Study: Students support race-based hiring and admissions on campus

By Patton

Students on campus desire more diversity, but they’re not as polarized into rival camps, as some would portray them.

On Tuesday, John M. Carey and Yusaki Horiuchi, professors at Dartmouth college, proposed a new method to measure student interest in diversity. Posted on the political science blog The Monkey Cage, then picked up by The Washington Post, results suggested students are in favor of increased diversity in student admissions and teaching staff.

To avoid biased responses from students, Carey and Horiuchi used a technique called fully randomized conjoint analysis, a recent development.

“A respondent is presented with a pair of hypothetical candidates for a position — say, a faculty slot — and asked which one should be appointed,” the professors explained. “Each hypothetical candidate is described with a bundle of attributes that include race/ethnicity and gender identification, but also many others, such as academic discipline, undergraduate and graduate degrees, research record, teaching reputation, rank, and even whether the candidate’s spouse or partner is already on the faculty.”

Each attribute is then assigned and ordered randomly among the candidates to avoid favoring a response from a particular attribute.

“Using the answers of hundreds of respondents and thousands of decisions with the attributes randomized, we can estimate whether, and how much, respondents care about hiring a black candidate rather than a white one, a Latino rather than an Asian American, an engineer rather than an economist, or a candidate with a degree from the University of Georgia rather than one from Yale,” Carey and Horiuchi wrote.

Once the studies were divided evenly to avoid bias, results showed broad support for a diverse demographic among both student admissions and faculty hiring. Specifically, students desired a variety among the student body in regards to socioeconomic status, race, and gender.

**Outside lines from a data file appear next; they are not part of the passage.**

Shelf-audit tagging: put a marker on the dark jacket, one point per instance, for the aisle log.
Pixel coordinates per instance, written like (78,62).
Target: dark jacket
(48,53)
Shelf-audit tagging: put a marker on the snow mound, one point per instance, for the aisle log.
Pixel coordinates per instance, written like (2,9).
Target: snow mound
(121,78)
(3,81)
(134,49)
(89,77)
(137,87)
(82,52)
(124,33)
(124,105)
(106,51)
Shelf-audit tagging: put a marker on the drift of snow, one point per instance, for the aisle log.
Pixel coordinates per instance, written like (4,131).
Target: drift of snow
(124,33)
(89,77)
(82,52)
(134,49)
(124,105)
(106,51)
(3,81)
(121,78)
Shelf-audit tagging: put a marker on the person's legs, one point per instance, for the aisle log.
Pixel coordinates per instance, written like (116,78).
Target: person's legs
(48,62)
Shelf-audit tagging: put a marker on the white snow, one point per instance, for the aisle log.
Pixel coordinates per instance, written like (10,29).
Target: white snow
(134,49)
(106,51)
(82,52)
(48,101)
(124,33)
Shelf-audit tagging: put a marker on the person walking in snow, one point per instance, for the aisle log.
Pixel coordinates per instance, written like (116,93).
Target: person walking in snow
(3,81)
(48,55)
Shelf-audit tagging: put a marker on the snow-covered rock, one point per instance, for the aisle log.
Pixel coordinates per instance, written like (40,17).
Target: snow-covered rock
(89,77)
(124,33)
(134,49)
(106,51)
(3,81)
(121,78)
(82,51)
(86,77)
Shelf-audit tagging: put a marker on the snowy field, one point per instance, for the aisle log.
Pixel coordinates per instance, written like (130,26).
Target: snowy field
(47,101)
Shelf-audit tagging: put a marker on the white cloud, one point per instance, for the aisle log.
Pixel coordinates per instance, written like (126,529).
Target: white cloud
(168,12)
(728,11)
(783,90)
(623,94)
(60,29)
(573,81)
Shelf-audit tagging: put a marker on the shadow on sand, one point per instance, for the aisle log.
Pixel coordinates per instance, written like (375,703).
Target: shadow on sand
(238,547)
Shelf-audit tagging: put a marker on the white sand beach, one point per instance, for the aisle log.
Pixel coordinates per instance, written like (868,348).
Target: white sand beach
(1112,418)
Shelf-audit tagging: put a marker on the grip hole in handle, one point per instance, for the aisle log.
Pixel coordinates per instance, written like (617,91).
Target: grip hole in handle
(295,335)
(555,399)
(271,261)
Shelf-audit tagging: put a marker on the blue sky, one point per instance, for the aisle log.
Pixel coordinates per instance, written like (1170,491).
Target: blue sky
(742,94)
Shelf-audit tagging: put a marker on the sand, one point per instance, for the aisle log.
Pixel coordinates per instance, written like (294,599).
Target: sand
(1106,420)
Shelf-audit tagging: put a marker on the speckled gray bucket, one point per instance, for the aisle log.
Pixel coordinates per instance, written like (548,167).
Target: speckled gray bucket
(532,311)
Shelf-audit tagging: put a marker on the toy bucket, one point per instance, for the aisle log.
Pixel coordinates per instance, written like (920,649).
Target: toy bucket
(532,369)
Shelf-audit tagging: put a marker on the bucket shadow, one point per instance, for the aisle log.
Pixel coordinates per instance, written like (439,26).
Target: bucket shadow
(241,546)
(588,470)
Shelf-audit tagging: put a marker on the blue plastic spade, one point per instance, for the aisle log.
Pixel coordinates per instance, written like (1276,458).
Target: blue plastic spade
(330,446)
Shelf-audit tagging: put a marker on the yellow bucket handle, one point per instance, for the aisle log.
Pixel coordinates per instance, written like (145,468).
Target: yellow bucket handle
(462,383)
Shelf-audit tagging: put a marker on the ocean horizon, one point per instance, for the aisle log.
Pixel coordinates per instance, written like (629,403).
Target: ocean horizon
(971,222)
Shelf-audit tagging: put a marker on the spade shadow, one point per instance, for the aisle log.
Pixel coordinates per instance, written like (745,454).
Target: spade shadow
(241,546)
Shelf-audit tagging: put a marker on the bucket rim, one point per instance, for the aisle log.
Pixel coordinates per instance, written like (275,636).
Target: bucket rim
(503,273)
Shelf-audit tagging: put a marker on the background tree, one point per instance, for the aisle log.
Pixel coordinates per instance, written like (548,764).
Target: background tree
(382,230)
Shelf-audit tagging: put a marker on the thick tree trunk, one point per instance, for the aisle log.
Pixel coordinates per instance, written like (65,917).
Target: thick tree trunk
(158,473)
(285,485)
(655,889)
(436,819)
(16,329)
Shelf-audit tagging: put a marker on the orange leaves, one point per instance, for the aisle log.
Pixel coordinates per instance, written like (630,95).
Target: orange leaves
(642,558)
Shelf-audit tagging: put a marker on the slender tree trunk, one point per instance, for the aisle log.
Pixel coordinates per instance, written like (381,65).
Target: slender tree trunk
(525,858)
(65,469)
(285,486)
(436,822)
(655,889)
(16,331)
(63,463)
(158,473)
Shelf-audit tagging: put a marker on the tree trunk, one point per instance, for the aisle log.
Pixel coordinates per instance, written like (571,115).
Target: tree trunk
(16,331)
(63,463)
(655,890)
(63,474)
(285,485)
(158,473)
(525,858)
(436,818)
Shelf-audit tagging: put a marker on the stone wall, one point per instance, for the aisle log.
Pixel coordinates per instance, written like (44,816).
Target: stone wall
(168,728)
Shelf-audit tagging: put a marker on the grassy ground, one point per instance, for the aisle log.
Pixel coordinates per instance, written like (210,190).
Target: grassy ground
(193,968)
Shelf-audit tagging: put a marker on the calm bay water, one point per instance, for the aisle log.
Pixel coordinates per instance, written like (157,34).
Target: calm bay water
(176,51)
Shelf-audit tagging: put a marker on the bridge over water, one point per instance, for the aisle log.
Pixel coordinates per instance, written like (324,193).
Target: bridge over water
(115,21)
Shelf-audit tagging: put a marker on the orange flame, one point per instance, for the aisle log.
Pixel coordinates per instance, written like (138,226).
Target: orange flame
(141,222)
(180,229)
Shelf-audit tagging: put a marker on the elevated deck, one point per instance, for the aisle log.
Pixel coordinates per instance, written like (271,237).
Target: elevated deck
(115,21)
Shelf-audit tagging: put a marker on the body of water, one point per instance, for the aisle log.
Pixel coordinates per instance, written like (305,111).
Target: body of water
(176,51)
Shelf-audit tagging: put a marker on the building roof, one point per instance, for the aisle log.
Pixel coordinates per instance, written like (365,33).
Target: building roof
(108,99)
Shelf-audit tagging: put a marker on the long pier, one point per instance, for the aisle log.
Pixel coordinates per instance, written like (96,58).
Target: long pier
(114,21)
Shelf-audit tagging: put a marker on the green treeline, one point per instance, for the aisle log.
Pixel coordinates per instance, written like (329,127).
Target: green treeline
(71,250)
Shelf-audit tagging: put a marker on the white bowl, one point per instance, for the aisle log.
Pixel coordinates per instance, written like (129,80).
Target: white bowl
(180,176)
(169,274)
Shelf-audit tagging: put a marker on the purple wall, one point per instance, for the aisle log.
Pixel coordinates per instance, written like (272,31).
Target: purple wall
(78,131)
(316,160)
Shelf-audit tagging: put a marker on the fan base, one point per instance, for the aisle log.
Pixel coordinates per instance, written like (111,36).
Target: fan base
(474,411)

“Students preferred an African-American or Native American applicant by 15 percentage points over a white applicant, and a Hispanic or Latino applicant over a white applicant by about 7 percentage points,” the professors noted. “They slightly preferred a woman over a man; strongly preferred a socioeconomically disadvantaged student over the affluent; and a first-generation college applicant over one coming from a family where college has been the norm.”

The desire for diversity was broad.

“No group opposed diversity. White students overall, male students overall, and white males in particular are effectively indifferent to a candidate’s race and gender,” the professors observed.

Although the topic of diversity on college campuses is not a new conversation, the professors’ studies help to spark change in university staff and admission structure, opening doors of opportunity for those that may previously have been denied that privilege.